Insurers are finding fresh opportunities in the technology sector, whether it’s providing coverage for data centres or supporting emerging technologies like small-scale nuclear reactors that power them.

“I see it as an opportunity to continue to be the rock [and] the foundation, as the insurance industry for all these developments, and to cope with the tensions that we see in the world,” Lot added.

Through the insureds’ eyes

To tackle the challenges, insurers need to see how uncertainty affects their clients’ confidence. “Wherever there is complexity, [there] is opportunity. We should be able to bring certainty to our customers and partners,” said Robert Kosova, chief executive officer at QBE Asia.

Asian SMEs spend half as much on insurance as those in more developed markets, according to Kosova. “Where there are cost pressures, it likely means that the protection gap is going to grow because there’s less available money to spend. If there’s further constraint on that, the protection gap will just grow,” he said.

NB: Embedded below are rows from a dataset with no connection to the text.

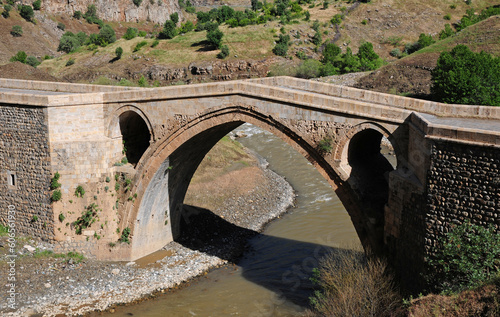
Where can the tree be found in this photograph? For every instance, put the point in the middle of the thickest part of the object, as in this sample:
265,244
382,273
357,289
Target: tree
169,31
215,38
26,12
330,53
107,34
68,43
174,17
130,33
224,52
16,31
254,4
19,57
464,77
32,61
118,52
37,4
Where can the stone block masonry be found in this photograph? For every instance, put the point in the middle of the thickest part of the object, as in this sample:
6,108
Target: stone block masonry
25,170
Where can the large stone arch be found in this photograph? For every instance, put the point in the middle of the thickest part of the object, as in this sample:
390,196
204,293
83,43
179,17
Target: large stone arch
154,218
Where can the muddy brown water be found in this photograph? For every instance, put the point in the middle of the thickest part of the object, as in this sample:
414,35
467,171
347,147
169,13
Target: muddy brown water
272,278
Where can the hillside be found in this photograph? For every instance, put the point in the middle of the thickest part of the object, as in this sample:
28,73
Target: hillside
187,58
412,74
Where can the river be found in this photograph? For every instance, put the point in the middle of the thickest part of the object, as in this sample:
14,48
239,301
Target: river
272,278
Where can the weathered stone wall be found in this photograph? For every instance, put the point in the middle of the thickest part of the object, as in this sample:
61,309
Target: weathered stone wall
463,184
25,170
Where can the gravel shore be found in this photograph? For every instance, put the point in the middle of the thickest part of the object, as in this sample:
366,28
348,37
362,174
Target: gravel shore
50,286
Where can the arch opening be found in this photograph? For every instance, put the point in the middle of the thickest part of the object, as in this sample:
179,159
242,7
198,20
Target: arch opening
369,175
136,136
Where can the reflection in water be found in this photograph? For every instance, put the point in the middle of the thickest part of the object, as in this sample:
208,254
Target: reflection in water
272,278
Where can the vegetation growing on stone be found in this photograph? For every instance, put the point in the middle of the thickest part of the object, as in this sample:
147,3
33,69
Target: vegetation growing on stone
88,217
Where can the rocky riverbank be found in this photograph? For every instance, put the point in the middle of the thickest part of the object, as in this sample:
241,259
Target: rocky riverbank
50,286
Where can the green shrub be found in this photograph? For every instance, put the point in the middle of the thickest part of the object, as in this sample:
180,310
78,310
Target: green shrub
214,38
37,4
224,52
19,57
468,257
353,285
119,52
79,191
56,195
395,52
125,236
464,77
139,45
309,68
26,12
88,217
169,30
130,33
174,17
142,83
447,32
16,31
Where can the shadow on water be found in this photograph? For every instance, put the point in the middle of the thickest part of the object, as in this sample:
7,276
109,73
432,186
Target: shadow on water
281,265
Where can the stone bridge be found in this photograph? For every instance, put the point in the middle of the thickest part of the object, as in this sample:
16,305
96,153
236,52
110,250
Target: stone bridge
448,159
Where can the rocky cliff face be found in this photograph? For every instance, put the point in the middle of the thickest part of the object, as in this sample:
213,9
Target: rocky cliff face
117,10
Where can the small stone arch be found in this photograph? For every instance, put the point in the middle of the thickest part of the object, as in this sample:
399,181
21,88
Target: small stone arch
133,126
367,171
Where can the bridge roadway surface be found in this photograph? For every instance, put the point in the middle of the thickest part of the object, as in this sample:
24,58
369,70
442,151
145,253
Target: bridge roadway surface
460,123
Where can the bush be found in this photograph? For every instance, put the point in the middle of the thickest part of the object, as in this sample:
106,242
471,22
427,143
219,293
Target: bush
215,38
26,12
68,43
130,33
464,77
169,30
395,52
447,32
118,52
37,4
353,285
224,52
107,34
32,61
174,17
19,57
186,27
56,195
140,45
468,257
16,31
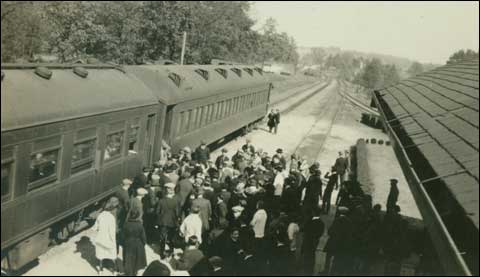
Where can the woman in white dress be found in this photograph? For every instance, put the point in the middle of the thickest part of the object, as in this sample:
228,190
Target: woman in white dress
106,235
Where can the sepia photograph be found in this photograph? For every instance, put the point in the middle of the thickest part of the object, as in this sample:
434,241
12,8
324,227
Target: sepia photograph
239,138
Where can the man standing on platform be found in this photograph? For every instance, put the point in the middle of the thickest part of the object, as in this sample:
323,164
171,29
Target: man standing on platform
393,195
341,167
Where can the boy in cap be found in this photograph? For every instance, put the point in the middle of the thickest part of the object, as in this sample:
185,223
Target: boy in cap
202,153
221,159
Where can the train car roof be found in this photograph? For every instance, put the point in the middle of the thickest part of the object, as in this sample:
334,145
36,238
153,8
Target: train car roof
35,94
175,83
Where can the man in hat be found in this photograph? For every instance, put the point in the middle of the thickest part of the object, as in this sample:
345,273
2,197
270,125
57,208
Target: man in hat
149,204
171,174
205,209
240,160
277,119
192,225
124,202
313,231
278,184
279,155
313,191
271,120
327,194
140,180
248,147
220,213
392,195
185,188
185,155
168,215
192,255
339,244
202,153
219,162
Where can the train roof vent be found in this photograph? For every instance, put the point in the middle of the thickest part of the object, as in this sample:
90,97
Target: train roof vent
177,80
259,70
222,72
249,71
203,73
80,71
237,71
44,72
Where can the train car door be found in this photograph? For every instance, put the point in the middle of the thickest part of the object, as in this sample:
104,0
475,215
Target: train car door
149,139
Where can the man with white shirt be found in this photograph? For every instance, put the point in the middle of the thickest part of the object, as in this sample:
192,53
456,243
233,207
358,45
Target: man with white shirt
258,224
278,184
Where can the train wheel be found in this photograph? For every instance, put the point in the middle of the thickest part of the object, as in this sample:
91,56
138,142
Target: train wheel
62,235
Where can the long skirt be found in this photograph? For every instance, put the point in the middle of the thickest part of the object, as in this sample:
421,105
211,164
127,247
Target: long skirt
134,257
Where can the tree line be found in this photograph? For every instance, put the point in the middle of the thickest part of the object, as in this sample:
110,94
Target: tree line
132,32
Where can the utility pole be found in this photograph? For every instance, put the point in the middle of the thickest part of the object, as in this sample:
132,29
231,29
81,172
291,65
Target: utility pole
183,47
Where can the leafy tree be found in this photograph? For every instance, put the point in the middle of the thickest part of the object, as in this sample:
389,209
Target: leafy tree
463,55
130,32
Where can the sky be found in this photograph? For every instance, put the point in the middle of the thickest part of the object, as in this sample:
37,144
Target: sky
428,32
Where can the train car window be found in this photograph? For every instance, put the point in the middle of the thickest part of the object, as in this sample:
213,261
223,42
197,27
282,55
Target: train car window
43,168
134,138
204,116
180,123
188,126
207,114
7,177
219,110
176,79
249,71
235,102
222,72
117,126
185,122
191,119
198,114
229,108
237,71
83,156
114,146
202,72
214,112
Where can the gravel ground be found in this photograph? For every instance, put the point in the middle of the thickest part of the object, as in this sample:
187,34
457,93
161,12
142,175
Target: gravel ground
323,140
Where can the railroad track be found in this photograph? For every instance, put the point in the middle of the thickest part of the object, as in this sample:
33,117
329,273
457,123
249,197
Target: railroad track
301,100
313,149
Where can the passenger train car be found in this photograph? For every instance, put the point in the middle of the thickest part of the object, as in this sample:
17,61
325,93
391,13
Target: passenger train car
71,133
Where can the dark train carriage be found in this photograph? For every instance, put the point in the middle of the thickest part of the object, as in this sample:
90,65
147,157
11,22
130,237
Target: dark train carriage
206,102
69,135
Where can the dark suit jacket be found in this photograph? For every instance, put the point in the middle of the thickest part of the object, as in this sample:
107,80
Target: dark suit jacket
168,211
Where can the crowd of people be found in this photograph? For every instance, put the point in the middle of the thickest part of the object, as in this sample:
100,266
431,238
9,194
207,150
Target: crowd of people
246,214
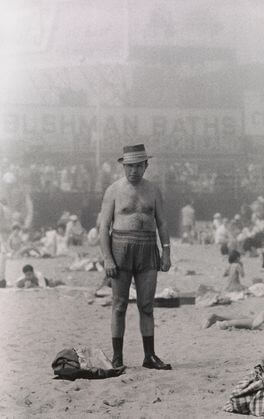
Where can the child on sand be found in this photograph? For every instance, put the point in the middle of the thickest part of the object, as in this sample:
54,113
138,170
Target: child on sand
34,279
224,322
234,271
30,279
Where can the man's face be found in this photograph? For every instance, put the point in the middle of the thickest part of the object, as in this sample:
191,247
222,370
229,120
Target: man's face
135,172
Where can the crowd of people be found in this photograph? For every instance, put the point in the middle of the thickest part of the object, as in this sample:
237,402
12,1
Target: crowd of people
196,178
47,176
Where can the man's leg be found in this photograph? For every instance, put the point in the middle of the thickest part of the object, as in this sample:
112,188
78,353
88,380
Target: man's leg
146,283
120,293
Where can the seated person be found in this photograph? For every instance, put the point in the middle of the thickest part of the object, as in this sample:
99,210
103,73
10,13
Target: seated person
225,322
19,243
34,279
14,241
61,241
74,231
30,279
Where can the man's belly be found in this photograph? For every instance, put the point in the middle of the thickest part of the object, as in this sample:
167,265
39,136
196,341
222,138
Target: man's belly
135,222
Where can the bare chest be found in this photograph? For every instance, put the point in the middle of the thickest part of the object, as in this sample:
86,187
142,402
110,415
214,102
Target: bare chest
129,202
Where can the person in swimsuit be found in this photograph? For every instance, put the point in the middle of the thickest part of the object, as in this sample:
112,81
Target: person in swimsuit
132,210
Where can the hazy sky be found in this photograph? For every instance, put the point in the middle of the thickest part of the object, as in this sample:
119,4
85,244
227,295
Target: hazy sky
62,29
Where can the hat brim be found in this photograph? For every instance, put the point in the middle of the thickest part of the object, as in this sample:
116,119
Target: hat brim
136,160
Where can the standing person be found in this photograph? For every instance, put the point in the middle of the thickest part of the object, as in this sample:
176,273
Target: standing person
188,222
132,210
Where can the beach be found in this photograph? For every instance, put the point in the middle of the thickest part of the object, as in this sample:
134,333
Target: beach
36,324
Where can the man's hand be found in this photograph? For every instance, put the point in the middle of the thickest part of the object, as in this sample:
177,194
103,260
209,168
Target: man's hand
110,269
165,261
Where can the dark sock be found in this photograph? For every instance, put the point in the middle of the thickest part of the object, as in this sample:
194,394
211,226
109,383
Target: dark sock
117,347
148,344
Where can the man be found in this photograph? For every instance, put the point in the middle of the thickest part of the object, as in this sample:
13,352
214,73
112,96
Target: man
132,210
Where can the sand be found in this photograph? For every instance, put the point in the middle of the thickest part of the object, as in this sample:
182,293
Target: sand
36,324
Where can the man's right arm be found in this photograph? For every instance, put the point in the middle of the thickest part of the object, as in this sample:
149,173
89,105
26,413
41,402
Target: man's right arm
107,216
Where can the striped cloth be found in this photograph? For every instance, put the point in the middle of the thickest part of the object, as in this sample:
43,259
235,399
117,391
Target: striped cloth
248,395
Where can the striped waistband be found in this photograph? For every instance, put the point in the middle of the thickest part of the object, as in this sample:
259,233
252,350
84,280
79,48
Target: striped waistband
130,236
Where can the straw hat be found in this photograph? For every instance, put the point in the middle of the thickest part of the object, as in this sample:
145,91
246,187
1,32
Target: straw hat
134,154
217,215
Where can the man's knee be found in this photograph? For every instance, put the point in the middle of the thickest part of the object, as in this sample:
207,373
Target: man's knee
145,307
120,306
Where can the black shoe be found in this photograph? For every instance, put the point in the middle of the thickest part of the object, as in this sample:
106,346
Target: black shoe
117,362
153,362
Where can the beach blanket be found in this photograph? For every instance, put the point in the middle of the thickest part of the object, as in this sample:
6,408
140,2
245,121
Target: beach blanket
248,395
84,362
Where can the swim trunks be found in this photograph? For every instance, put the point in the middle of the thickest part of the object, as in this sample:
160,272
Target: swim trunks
135,251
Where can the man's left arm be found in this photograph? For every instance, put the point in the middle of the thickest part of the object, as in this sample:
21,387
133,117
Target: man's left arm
163,232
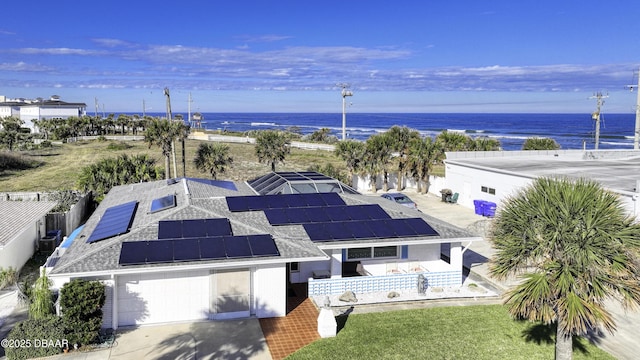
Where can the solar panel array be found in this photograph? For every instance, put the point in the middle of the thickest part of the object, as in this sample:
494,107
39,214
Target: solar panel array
264,202
116,220
290,216
163,203
368,229
176,229
197,249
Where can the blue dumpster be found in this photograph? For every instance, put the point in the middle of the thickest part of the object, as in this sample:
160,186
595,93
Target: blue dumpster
479,205
489,209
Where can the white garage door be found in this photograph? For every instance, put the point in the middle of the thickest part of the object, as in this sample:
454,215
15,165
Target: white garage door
162,297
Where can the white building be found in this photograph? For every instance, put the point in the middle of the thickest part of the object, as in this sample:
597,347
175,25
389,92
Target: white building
30,110
494,175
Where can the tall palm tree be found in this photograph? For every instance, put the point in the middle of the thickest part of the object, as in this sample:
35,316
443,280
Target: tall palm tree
573,247
351,152
400,137
376,159
212,158
272,147
163,133
422,155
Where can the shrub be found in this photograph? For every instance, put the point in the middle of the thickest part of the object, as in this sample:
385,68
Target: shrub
81,304
8,277
120,145
35,338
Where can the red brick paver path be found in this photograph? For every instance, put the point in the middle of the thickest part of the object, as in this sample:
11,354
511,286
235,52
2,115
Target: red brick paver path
285,335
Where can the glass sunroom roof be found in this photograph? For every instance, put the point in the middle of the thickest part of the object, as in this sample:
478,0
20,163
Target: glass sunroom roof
303,182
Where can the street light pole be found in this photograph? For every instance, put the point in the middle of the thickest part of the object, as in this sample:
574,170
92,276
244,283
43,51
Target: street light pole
345,93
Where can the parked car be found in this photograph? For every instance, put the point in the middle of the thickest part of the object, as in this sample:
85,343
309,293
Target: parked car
401,199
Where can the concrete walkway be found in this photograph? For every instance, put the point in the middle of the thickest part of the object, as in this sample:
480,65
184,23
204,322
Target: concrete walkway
623,344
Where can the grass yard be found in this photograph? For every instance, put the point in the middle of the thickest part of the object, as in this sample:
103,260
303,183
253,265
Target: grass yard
471,332
60,166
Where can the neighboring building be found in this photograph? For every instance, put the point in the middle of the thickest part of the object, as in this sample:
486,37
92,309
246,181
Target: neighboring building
30,110
22,225
193,249
495,175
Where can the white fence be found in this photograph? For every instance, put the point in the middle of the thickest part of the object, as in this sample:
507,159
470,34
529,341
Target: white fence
384,283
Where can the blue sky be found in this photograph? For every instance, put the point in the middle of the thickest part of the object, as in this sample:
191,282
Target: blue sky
288,56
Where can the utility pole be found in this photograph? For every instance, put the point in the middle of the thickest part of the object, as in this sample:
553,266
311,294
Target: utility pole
596,114
173,143
345,93
636,134
189,113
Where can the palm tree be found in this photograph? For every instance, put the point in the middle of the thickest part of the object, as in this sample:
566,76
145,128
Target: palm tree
400,137
163,133
422,155
351,152
272,147
573,247
376,159
536,143
212,158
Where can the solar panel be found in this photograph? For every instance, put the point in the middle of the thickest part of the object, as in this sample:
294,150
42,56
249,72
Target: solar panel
237,203
381,229
159,251
193,228
263,245
186,249
421,227
170,229
116,220
218,227
277,216
212,248
237,246
133,253
163,203
374,211
331,199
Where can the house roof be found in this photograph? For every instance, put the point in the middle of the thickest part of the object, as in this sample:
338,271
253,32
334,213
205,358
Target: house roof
17,215
297,183
198,199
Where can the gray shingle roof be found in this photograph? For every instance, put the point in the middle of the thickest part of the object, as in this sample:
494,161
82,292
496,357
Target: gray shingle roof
16,215
196,200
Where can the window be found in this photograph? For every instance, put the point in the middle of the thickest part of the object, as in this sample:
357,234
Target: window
488,190
294,267
372,252
385,251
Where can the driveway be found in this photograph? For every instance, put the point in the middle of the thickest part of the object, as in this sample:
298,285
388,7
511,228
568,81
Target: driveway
230,339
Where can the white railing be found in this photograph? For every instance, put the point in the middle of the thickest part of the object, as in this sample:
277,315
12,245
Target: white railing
385,283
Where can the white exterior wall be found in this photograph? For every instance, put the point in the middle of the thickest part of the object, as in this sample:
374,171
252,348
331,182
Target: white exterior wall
16,253
162,297
270,291
468,182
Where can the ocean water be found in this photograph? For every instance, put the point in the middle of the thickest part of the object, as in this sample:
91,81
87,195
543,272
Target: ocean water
571,131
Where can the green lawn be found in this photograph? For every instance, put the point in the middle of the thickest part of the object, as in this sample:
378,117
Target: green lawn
471,332
59,167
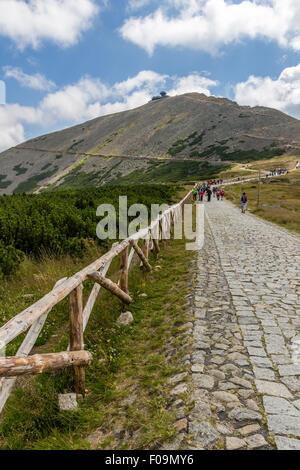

Asian companies going global will need help navigating political complexities, Collar explained. While established Asian multinationals embrace comprehensive global risk and benefit plans, others still take a more local approach to risk management.

“That whole global risk management framework is still quite foreign to a number of companies,” said Collar. “It’s still an education process, which means that we still have a job to do.”

Getting clients – particularly small and medium businesses – to look past price and focus on practical solutions will be important moving forward. “We have a very big role to play in terms of supporting their growth,” added Collar.

Reinsurers are not new to geoeconomic fragmentation, Gianfranco Lot pointed out. “We are able to absorb losses and accompany and support transitions that we’ve seen today,” he said.

To remain resilient and relevant, Asian insurers must align their products with the insureds’ mindset, said Kosova. “Asia has one of the greatest digital fluency capabilities anywhere in the globe. You’ve got a proliferation of digital-only banks. [Digital] has to be part of [the solution] to address the protection gap,” he explained.

“We have to ask ourselves, ‘Why is the protection gap not closing?’ And it probably has to do with us hoping to keep pushing traditional distribution methods on a differently minded set of customers,” Kosova added.